L'histoire de la ginjinha remonte à un passé lointain : selon la tradition la plus accréditée, la recette serait née de l'imagination de quelqu'un qui a commencé à mélanger de l'eau-de-vie, du sucre et de la ginja, la variété particulière de griottier qui pousse dans l'intérieur du Portugal. La légende veut que ce mélange soit presque un remède maison, quelque chose à mi-chemin entre la pharmacie et la cave. Que ce soit vrai ou romancé, peu importe : ce liqueur a trouvé rapidement une place dans le cœur populaire de Lisbonne, dans les ruelles de Rossio et sur les places où les gens ordinaires s'arrêtaient pour parler, se plaindre, rire.
Toute ginjinha n'est pas pareille, et les Lisbonnais le savent bien. Le débat principal — presque philosophique — concerne la présence ou l'absence de griottiers entiers dans le petit verre. Demander « com ela » signifie recevoir le liqueur avec une griotte qui a reposé dans l'alcool pendant des mois, gonflée et alcoolisée, presque une bouchée à elle seule. Demander « sem ela » est le choix de celui qui veut le liqueur limpide, sans distractions. Ce petit choix en dit long sur le caractère de celui qui commande : les puristes de la ginja la préfèrent intègre, rustique, un peu rugueuse. Les autres — peut-être les romantiques — veulent tout ensemble, le fruit et l'esprit, la douceur et la force.
Dans certains établissements, la ginjinha est servie dans un petit verre en chocolat noir, pensé pour être mangé après avoir bu. L'idée est simple et géniale : le chocolat absorbe les dernières gouttes de liqueur, s'amollit légèrement, et devient une finale gourmande qui prolonge le plaisir. C'est une de ces combinaisons qui semblent évidentes seulement après les avoir goûtées. Les touristes la découvrent avec une expression de émerveillement enfantin ; les Lisbonnais la connaissent depuis longtemps et affectent l'indifférence, avec cette supériorité tranquille de celui qui habite un endroit magnifique sans s'en vanter.

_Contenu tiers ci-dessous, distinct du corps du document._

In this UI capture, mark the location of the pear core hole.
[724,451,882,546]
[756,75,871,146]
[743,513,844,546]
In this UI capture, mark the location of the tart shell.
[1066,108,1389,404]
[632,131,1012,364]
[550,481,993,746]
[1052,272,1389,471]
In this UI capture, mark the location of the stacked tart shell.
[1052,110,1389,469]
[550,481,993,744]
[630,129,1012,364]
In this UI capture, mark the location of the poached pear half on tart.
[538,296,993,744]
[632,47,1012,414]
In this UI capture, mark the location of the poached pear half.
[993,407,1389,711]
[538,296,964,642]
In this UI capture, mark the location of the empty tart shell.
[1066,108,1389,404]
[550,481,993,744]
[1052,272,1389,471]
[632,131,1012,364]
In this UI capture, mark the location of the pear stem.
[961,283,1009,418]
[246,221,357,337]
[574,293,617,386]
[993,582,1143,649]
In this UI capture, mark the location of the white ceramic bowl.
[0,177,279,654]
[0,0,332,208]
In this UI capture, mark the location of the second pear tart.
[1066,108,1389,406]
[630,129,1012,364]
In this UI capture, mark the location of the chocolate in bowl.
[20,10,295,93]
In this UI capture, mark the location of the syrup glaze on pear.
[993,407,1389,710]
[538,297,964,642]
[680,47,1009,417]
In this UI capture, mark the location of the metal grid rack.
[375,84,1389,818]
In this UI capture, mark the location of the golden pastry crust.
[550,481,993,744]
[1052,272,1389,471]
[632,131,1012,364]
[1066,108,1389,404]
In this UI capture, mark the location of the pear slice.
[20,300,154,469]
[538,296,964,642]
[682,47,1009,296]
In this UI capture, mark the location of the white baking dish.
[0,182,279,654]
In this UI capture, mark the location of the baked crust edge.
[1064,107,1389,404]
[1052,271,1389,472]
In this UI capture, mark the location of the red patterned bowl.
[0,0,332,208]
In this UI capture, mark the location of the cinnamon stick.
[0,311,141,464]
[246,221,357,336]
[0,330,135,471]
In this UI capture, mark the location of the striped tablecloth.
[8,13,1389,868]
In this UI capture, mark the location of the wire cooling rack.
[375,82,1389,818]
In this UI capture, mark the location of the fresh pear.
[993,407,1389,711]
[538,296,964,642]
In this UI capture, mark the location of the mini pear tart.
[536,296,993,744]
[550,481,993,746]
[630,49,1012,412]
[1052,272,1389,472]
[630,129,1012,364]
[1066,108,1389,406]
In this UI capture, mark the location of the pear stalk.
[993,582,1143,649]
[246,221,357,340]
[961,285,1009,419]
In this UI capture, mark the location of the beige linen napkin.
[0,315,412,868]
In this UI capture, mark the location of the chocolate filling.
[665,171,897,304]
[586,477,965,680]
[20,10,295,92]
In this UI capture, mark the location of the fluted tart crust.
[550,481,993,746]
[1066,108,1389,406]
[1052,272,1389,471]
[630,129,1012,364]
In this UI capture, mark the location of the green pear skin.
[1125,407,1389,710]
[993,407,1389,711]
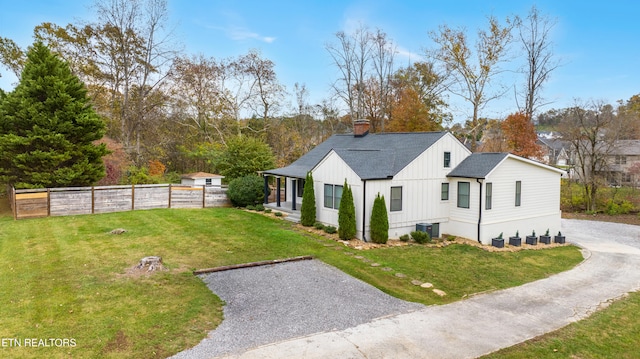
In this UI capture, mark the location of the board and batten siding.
[388,133,471,238]
[312,151,362,239]
[440,178,484,243]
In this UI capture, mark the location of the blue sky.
[0,0,640,121]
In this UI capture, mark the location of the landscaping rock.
[135,256,166,272]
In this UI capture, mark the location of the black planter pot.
[491,238,504,248]
[509,237,522,247]
[525,236,538,246]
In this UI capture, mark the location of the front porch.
[262,173,305,222]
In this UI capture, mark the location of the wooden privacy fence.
[9,184,230,219]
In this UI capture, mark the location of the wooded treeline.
[0,0,640,188]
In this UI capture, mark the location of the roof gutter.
[362,179,367,242]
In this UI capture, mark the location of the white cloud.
[396,46,423,64]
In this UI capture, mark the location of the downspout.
[476,178,482,243]
[362,180,367,242]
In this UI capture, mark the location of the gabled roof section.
[334,149,399,180]
[447,152,509,178]
[264,131,447,179]
[447,152,564,179]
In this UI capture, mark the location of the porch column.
[291,179,298,211]
[276,177,280,207]
[262,175,269,204]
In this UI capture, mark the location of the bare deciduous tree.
[559,101,618,211]
[518,6,560,120]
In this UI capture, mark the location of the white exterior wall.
[441,178,484,240]
[312,151,362,239]
[384,133,471,238]
[180,178,196,186]
[481,158,561,243]
[180,177,222,187]
[447,158,561,244]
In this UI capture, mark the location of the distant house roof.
[264,131,447,179]
[447,152,564,179]
[181,172,224,179]
[447,152,509,178]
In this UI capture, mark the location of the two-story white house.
[263,120,562,244]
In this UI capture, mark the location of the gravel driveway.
[173,260,425,358]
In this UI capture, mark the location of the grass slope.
[0,208,582,358]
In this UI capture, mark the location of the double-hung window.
[484,182,493,209]
[324,184,342,209]
[440,183,449,201]
[458,182,471,208]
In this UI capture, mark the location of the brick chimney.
[353,120,369,137]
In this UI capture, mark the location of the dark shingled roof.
[264,131,447,179]
[447,152,509,178]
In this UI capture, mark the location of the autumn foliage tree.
[387,88,441,132]
[502,112,542,159]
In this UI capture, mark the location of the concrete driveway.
[218,220,640,359]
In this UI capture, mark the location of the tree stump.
[136,256,165,272]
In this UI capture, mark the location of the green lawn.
[0,208,582,358]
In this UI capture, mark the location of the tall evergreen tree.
[338,179,356,241]
[0,43,108,188]
[300,172,316,227]
[370,193,389,244]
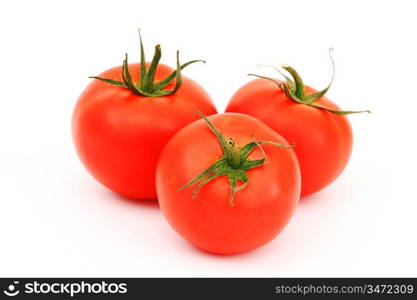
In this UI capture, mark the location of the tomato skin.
[72,64,216,199]
[156,113,301,254]
[226,79,353,196]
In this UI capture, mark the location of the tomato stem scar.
[89,30,205,97]
[178,111,294,206]
[248,48,370,115]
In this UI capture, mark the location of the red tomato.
[156,113,300,254]
[226,57,368,196]
[72,39,216,199]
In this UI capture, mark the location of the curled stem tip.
[178,110,292,206]
[248,47,370,115]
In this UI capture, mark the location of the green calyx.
[179,111,294,206]
[248,48,370,115]
[89,31,205,97]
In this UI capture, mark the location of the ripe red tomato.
[226,56,368,196]
[72,38,216,199]
[156,113,300,254]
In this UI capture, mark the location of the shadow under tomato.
[102,190,159,209]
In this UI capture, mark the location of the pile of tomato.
[72,35,368,254]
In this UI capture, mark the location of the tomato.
[156,113,301,254]
[72,36,216,199]
[226,52,368,196]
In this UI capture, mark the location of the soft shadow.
[298,187,329,206]
[183,240,268,261]
[102,190,159,209]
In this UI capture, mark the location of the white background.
[0,0,417,277]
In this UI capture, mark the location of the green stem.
[89,30,205,97]
[248,48,370,115]
[178,111,293,206]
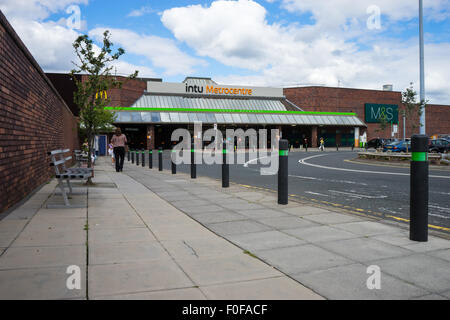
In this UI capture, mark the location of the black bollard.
[222,142,230,188]
[158,147,162,171]
[409,134,428,242]
[191,143,197,179]
[278,139,289,204]
[148,150,153,169]
[171,150,177,174]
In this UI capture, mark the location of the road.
[139,151,450,229]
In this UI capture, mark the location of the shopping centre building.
[47,74,450,149]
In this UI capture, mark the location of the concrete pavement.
[0,155,450,300]
[124,155,450,299]
[0,159,323,300]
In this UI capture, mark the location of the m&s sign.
[365,103,398,123]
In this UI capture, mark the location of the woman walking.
[111,128,128,172]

La ginjinha ne se boit pas assis. Ou plutôt : on peut, mais ce n'est pas la même chose. La forme authentique de consommation est celle du comptoir, debout, au milieu de la rue ou appuyé contre un mur, avec le petit verre à la main et quelqu'un à côté pour échanger quelques paroles. C'est un rituel rapide, populaire, démocratique. Il n'y a pas de distinction de classe devant ces minuscules comptoirs qui s'ouvrent comme de petites fenêtres sur le trottoir : on paie peu, on boit rapidement, on repart. Dans une ville qui a vécu des siècles de fado et de mélancolie, la ginjinha représente le moment de pure joie sans prétention, le contrepoids nécessaire au poids de la saudade.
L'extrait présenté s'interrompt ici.